Score: 3.5 / 5
Angelina Jolie is one of those amazing stars who -- say what you want about her acting technique -- manages to jump across genre boundaries with more dexterity than most others. Apart from her real-life persona, she has entered the niche of old-fashioned divas who were true individualists and demanded attention if not much else. And while she doesn't really perform prolifically, we might say, the ones she does grace are as varied and surprising as anything she's done on screen or behind the camera. In only the last five years, she's voiced two animated characters (one for Disney and one for DreamWorks), reprised her iconic antihero fairy, reimagined the origins of Neverland and Wonderland, directed and starred in a disaffected romantic melodrama with her then-husband, and is about to premiere in the newest installment of the MCU as a goddess/alien/superhero. And here, she returns to the kind of action-thriller that launched her international stardom twenty years ago.
The latest work from Taylor Sheridan is at once more of the same great stuff and disappointingly the same as so many others. His films (he directed Wind River and wrote Hell or High Water and Sicario) tend to depict rough, weary, and violent people clashing on the bleak frontiers of American wastes. And while the plots are always tight and deliberately paced, the themes and characters are endlessly complex. His hellish landscapes, drifting with sand or snow while baked by an unforgiving sun, provide a distinctly Romantic backdrop to the inner lives of his tormented protagonists. This time around, we're soaring above the hills and forests of rural Montana, not far from Yellowstone National Park. Beautiful, of course, and dangerous, it appears to be in the dry season, when lighting causes raging forest fires that can race like the wind and turn on a dime.
Have you ever heard of a smoke-jumper? Because I sure had not before seeing Angelina Jolie leap from a chopper directly above a blazing wildfire. She's part of a daring team of firefighters who, it seems, might be in this line of work more for the thrill than the fight; nevertheless, they are the first on the ground to try and hold the line of advancing flames. Jolie's character, Hannah, is quickly established as fairly reckless, perhaps trying to hard to be "one of the boys," or to escape some past trauma. Unfortunately, she's also slyly painted as a bit crazy, having just bombed a psych evaluation after witnessing kids die in a fire that she should have been able to save. Subject to bouts of PTSD, she's reassigned from a helicopter to a lonely watchtower, something she sees as boring and even demeaning. Will this movie feature her redemption or her destruction? Considering Sheridan's oeuvre, it's hard to predict.

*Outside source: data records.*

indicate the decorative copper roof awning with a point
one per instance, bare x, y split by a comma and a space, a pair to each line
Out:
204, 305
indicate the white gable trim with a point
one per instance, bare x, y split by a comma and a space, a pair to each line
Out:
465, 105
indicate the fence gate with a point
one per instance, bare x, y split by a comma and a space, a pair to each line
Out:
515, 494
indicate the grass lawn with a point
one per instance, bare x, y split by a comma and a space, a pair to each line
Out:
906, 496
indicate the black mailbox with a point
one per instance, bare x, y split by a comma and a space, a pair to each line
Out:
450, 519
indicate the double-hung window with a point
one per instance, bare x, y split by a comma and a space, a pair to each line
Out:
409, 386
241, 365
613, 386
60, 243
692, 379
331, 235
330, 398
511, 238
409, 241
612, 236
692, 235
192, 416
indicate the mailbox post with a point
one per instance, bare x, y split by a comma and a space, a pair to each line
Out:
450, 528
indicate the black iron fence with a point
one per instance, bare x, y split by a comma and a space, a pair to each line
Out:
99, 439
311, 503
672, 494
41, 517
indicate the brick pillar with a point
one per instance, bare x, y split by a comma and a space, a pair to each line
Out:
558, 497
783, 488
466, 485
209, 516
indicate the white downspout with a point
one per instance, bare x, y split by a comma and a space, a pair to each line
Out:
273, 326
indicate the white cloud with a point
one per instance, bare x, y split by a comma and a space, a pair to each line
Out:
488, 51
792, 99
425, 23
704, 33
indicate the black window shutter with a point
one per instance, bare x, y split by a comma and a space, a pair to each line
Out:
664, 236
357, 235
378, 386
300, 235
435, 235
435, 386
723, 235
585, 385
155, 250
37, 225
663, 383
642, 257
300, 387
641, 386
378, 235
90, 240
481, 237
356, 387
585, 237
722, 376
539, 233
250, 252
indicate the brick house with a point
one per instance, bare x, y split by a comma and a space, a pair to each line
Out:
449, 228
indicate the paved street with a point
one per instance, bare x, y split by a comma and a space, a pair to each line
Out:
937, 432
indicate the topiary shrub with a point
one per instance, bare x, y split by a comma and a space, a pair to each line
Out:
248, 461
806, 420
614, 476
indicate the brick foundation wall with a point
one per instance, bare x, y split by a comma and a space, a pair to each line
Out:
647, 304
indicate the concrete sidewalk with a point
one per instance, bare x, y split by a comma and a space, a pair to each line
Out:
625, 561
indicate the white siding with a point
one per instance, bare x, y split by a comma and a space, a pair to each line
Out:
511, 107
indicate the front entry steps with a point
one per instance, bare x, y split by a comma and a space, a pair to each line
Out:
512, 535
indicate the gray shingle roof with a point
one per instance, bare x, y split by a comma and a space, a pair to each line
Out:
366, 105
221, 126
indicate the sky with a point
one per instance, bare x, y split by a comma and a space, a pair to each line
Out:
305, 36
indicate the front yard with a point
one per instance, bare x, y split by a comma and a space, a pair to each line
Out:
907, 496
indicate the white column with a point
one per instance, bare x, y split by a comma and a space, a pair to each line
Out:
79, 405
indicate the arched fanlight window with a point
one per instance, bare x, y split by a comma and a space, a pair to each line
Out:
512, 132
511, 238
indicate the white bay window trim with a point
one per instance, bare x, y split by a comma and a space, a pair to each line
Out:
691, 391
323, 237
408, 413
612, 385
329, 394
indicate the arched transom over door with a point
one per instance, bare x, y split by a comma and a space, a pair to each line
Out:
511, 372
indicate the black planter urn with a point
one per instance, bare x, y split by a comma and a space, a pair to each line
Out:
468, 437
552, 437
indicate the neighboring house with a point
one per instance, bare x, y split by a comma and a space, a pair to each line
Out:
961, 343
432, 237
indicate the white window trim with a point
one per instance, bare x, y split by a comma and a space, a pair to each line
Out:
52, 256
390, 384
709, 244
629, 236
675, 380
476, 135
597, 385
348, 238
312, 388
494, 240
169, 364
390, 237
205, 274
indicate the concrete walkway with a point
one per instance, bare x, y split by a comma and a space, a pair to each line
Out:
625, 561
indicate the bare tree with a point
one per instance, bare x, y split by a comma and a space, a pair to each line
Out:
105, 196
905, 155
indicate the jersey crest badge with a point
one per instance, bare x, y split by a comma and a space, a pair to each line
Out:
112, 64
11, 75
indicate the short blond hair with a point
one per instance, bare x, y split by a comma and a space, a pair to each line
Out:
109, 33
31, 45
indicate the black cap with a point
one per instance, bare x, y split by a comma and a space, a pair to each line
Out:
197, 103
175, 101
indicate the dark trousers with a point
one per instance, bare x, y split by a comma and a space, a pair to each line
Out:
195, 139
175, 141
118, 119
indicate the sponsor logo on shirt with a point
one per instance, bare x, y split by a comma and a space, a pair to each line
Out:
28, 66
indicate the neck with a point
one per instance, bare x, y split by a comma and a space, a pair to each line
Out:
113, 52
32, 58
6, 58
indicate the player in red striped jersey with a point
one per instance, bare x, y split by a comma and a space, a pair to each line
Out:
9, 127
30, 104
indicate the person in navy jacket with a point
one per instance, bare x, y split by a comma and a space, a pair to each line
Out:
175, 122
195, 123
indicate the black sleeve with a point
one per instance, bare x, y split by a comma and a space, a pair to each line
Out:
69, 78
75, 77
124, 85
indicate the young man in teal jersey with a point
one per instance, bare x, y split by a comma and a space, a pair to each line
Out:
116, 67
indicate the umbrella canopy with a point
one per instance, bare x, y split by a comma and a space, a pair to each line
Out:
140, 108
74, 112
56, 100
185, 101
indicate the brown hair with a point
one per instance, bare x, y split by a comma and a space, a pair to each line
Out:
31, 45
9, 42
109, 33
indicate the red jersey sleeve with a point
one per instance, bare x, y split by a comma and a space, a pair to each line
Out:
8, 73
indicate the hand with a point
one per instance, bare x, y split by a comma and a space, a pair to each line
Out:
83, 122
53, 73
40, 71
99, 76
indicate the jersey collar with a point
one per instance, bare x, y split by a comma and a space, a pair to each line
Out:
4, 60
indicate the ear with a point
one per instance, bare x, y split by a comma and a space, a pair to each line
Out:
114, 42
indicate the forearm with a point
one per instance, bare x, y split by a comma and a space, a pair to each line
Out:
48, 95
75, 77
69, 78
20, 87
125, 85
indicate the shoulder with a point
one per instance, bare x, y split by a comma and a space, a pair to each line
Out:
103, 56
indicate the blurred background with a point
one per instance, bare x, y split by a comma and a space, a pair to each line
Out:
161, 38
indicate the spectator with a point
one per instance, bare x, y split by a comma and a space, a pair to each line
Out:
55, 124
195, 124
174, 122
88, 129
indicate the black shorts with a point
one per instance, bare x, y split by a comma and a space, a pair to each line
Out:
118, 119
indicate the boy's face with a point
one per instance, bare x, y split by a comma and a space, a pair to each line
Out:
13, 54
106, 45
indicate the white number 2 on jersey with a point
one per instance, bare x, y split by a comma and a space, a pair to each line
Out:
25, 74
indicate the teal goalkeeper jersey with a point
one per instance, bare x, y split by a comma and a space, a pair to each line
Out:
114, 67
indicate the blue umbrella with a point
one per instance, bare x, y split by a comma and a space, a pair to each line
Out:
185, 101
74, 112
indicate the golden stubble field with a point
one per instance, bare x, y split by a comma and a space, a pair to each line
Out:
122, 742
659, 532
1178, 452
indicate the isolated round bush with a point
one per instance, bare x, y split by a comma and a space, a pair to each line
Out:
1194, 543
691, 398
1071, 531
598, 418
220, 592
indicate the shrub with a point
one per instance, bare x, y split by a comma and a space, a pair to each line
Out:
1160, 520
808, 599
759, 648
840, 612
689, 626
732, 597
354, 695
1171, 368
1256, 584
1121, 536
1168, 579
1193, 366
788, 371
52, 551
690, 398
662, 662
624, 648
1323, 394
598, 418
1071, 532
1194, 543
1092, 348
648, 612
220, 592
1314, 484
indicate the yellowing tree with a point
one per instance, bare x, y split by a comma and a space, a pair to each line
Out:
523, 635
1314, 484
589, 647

Parallel to Hannah's predicament, we're introduced to Owen and his young son Connor fleeing Florida. Owen's shady work as a forensic accountant -- is that a real thing? -- has unearthed something dangerous in judicial offices, and now they've apparently hired assassins to take him out of the picture. Their cross-country trip takes them to Montana, where Owen plans to hide out with his brother; somehow the assassins know where he's headed and succeed in their mission. Partially. Connor escapes, meets Hannah, and their relationship blossoms.
Sort of. She's not exactly happy to have a kid around, and he's terrified of anyone and everyone around him. It doesn't help that the two assassins (played by a surprisingly scary duo of Aiden Gillen and Nicholas Hoult) are really good at their job. Target after target leads them closer to their prey until we find ourselves in a breakneck series of chases in a hellish wilderness: devilish assassins, walls of angry red flames, choking smoke and ash falling like snow, and of course injured heroes desperate to find sanctuary.
While I really enjoyed the film, more than once I found myself disappointed in what seemed to be unfocused storytelling. We jump around quickly and suddenly between a cast of characters that is a little too wide for such an otherwise streamlined primary arc. Owen's brother Ethan (Jon Bernthal) and his pregnant wife Allison (Medina Senghore, who deserved a movie unto herself for this role) get a little less than half the amount of screen time, and the film hops around even to the assassins with alarming frequency. The result is, to be fair, a more holistic view of the community, the work, the region, and the network of characters; it also sacrifices a lot of potentially significant character moments that would make these people as deep as Sheridan's usually are. In many ways, this felt more like adventure thrillers like The River Wild or even ensemble disaster movies like The Poseidon Adventure: a throwback that likes its actors more than its characters, and its conceit more than anything. I'm not mad about it, and if it proves the genre isn't dead yet, that's so much the better.